ReShare Shared Inventory
A shared inventory and consortial discovery has been a foundational piece of the Project ReShare vision since the beginning. The 2021 ReShare Returnables launches at PALCI and ConnectNY went live with FOLIO's Inventory module (dubbed "mod-inventory" in FOLIO-speak) as the basis for ReShare's Shared Inventory storage, which in turn feeds into discovery layers, such as VuFind. Mod-inventory worked for its purpose, but it became clear that the way ReShare needs to ingest and use bibliographic data calls for a more flexible shared inventory infrastructure that is designed to ingest data from many different sources (i.e. individual member libraries in a consortium.)
Because ReShare was intended to be modular from the start, it was possible for Project ReShare and Index Data to be responsive to the needs of the community and update the infrastructure behind the Shared Inventory.
What is Reservoir?
Originally coined mod-meta-storage, Reservoir is the new underlying infrastructure of ReShare Shared Inventory. Based primarily on PostgreSQL, Reservoir was envisioned and realized due to community need, both to address inefficiencies discovered in the live environments at PALCI and ConnectNY and to support the onboarding of IPLC onto ReShare Returnables using their Platform for Open Data (POD) infrastructure. Reservoir is designed to be both fast (quickly handling a very large number of records) and flexible (poised to reuse its contents for future purposes.)

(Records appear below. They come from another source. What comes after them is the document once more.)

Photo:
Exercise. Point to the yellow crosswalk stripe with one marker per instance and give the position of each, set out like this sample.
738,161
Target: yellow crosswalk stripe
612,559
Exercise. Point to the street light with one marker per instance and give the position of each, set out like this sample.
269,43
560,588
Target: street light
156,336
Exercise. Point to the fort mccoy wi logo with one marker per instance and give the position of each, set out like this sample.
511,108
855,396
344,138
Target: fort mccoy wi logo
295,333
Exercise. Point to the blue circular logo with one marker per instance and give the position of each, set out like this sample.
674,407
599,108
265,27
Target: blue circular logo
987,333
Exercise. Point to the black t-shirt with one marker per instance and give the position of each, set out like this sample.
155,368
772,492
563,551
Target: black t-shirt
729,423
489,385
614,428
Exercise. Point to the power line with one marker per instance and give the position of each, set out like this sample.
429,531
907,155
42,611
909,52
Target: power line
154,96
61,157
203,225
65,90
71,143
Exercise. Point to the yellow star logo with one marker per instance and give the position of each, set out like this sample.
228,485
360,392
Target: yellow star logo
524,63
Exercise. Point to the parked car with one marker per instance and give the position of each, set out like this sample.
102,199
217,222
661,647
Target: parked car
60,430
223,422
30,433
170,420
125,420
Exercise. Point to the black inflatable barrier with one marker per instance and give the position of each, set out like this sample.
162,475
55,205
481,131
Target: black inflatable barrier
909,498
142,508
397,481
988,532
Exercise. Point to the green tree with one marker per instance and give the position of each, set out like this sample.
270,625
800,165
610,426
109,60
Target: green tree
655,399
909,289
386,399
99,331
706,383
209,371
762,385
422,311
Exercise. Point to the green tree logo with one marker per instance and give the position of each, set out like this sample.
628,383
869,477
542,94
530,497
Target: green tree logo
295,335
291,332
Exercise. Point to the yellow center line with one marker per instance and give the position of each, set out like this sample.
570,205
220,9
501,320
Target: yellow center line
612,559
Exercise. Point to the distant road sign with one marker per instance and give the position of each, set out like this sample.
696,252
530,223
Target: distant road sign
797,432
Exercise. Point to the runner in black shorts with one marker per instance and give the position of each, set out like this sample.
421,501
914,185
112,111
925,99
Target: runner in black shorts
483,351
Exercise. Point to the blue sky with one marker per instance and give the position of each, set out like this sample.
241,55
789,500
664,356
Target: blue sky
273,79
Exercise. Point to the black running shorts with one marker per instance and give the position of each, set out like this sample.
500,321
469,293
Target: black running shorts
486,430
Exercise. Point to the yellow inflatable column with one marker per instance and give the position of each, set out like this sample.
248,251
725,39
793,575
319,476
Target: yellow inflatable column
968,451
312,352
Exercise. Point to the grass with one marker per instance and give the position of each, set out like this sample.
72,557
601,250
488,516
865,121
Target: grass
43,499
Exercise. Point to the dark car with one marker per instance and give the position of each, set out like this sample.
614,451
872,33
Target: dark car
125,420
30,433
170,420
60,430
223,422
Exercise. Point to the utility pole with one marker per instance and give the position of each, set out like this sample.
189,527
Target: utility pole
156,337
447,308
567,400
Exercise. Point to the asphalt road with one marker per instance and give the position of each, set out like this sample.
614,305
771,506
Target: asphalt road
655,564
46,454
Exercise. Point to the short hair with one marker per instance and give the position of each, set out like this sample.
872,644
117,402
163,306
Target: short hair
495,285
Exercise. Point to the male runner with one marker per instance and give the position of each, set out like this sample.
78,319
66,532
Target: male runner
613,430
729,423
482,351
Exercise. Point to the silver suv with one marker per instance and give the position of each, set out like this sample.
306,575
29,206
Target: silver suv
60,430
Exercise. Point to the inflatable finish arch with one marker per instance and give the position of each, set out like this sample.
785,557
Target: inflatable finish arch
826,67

In order to accomplish speed and flexibility, Reservoir does not merge records as they're imported in the same way that mod-inventory was designed to do. According to Sebastian, Reservoir works instead by "storing incoming bibliographic records separately and ‘clustering' them using a match algorithm." Then the records can be "merged" later for use in a consortial discovery layer or for other purposes. This method of clustering now, merging later was designed to allow much easier experimentation with different matching algorithms, since clusters can be reconfigured or rebuilt without needing a full data reload. It's even possible to use more than one different matching algorithm at the same time with Reservoir.
Want to know how much faster Reservoir is? Consider this: Using Reservoir, it takes less than a week to ingest, merge, and process a collection of about 80 million bibliographic records. Before Reservoir, it would have taken approximately five months to complete the same process.
A reservoir is "a large natural or artificial lake used as a source of water supply."
Taking inspiration from "data lake" terminology and imagery, Reservoir was named because it is envisioned as a data lake that ingests data from sources "upstream" and provides a supply of "clean" data to any service positioned "downstream." Currently, the primary use of this data is in consortial discovery using VuFind, but it could be adapted for many different purposes, including consortial collection analysis.